I’m so grateful for the generations of yogis who have learned all these moves. They have gone through hundreds of years of experimentation. I get to benefit from all their learning. They know that this posture helps with anxiety, and this posture helps with digestion. I don’t have to learn that from scratch, and I appreciate that.

This is true with everything. I don’t grow my own food. I don’t build roads. I don’t know about medicine. But I benefit from others that have been there before me. They are adventurers. They are trailblazers.

But there is something else that yoga teaches. You need to claim your class, and your life. If it is too much, either ease off or ask the teacher for a modification. The teacher doesn’t know that it is too much for you, or that you’ve broken your arm twice, or that you are pregnant.

It is amazing when I’ve spoken up about a problem in yoga class, or at work, or at school, and other people will chime in that they agree. Only then can the issue be addressed. Otherwise we would all continue to quietly suffer and become resentful.

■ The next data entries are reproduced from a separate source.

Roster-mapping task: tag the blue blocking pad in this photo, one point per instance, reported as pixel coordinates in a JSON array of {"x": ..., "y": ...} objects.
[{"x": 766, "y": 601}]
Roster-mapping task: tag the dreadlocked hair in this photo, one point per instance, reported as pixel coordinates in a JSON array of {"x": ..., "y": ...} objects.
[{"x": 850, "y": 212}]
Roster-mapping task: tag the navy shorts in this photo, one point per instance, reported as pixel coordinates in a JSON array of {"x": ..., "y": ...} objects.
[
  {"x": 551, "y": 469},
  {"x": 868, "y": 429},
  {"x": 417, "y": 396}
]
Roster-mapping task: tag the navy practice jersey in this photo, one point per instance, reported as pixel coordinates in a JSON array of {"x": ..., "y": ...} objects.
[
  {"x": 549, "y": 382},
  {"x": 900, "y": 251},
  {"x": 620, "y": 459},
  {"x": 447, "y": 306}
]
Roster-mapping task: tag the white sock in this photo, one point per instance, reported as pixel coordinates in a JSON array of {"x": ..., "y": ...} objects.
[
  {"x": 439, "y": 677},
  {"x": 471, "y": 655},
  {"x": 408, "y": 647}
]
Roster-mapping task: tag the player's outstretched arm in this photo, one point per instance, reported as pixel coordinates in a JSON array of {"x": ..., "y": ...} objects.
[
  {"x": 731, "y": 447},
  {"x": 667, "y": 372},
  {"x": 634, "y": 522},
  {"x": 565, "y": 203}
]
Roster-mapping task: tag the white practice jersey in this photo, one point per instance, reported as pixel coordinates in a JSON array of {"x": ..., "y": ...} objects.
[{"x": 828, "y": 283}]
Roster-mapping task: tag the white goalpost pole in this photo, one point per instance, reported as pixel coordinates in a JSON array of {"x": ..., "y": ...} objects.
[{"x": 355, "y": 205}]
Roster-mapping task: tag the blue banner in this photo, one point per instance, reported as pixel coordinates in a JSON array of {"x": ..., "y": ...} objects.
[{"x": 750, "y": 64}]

The other people weren’t brave or confident enough to mention that there was a problem. Think of all the pain they could have saved themselves and others just by speaking up earlier. Perhaps they weren’t quite awake yet – they were suffering but didn’t know what the cause was. Perhaps they were just used to taking it, used to feeling bad. Perhaps they were taught by teachers or parents that their voice didn’t matter.

What are you being silent about?

What is broken, or doesn’t work, or is a problem, that you’ve just decided to accept? Are you waiting for someone else to speak up? What if everybody else is doing the same?

(This was begun on my Kindle while waiting for yoga class to start. It is very busy on Monday mornings and you have to get there early to get a space. I dislike wasting time so I wrote. I completed this after the class.)